On her path to more than 400 inventions and 120 patents, she tells Business Insider that she constantly reminded herself of the advice that both her father and her husband gave: "Don't let business get personal. It's just business. Shrug it off."

It's something she's regularly told the many entrepreneurs she works with.

At the start of her career, Greiner writes in her book "Invent It, Sell It, Bank It!," she had a meeting with a patent lawyer who didn't take her seriously, but she quickly found a way to keep him from impeding her progress.

It was the mid-'90s and Greiner had just paid $5,000 to file her first patent for an earring organizer. The money had come from savings she shared with her husband Dan, so he accompanied her in a meeting with the attorney.

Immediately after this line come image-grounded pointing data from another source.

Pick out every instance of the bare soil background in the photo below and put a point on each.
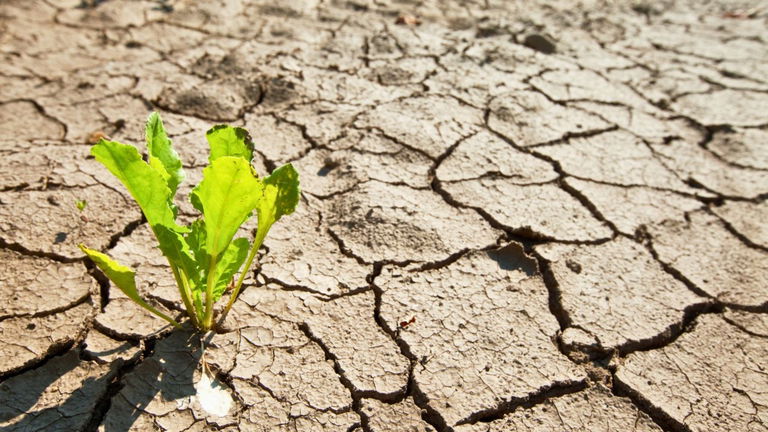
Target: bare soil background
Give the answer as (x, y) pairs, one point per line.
(527, 216)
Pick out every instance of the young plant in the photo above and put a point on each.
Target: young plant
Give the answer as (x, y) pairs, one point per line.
(203, 256)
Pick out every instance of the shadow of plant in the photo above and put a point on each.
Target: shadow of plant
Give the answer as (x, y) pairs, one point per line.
(169, 372)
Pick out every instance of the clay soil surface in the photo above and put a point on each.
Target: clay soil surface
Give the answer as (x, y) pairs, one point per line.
(516, 215)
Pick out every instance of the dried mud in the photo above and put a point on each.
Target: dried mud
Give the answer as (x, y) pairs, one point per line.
(525, 216)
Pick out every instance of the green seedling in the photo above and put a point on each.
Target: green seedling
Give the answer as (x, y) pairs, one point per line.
(204, 256)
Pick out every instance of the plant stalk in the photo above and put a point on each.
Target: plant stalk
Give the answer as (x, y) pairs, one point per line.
(182, 282)
(208, 319)
(257, 241)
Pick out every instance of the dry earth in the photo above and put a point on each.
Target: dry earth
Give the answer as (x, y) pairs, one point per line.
(517, 216)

The lawyer spoke exclusively to Dan, even though he sat off to the side as an observer. After 10 minutes of this, Greiner told the lawyer she was done with the rude way he was treating her and that he needed to find one of the firm's partners and have them send in a female attorney. The lawyer who replaced him was Natalie Kadievitch, who has worked with Greiner ever since.

Greiner writes that it's important to call out injustices, "but be polite even as you do it."

She explains:

My entrepreneurs will say, "Aw, that person was a jerk," or, "I can't believe they did that."

And I say, "You know what? Make it work."

Be as charming and as passionate as you would be if they weren't a jerk. Get the sale. Get what you need. And then laugh your way to the bank.

If you let them upset you or they get under your skin, you have just stopped. You've halted progress.

As you develop your career or business, there will be plenty of people who do not think you are worthy of their time or respect, Greiner writes in her book. Although it can be easy to feel vulnerable when you're starting out, you can't let other people's negativity compromise your drive.

"Your success will have everything to do with how you perceive yourself, because how you perceive yourself is how others will perceive you, too," she writes.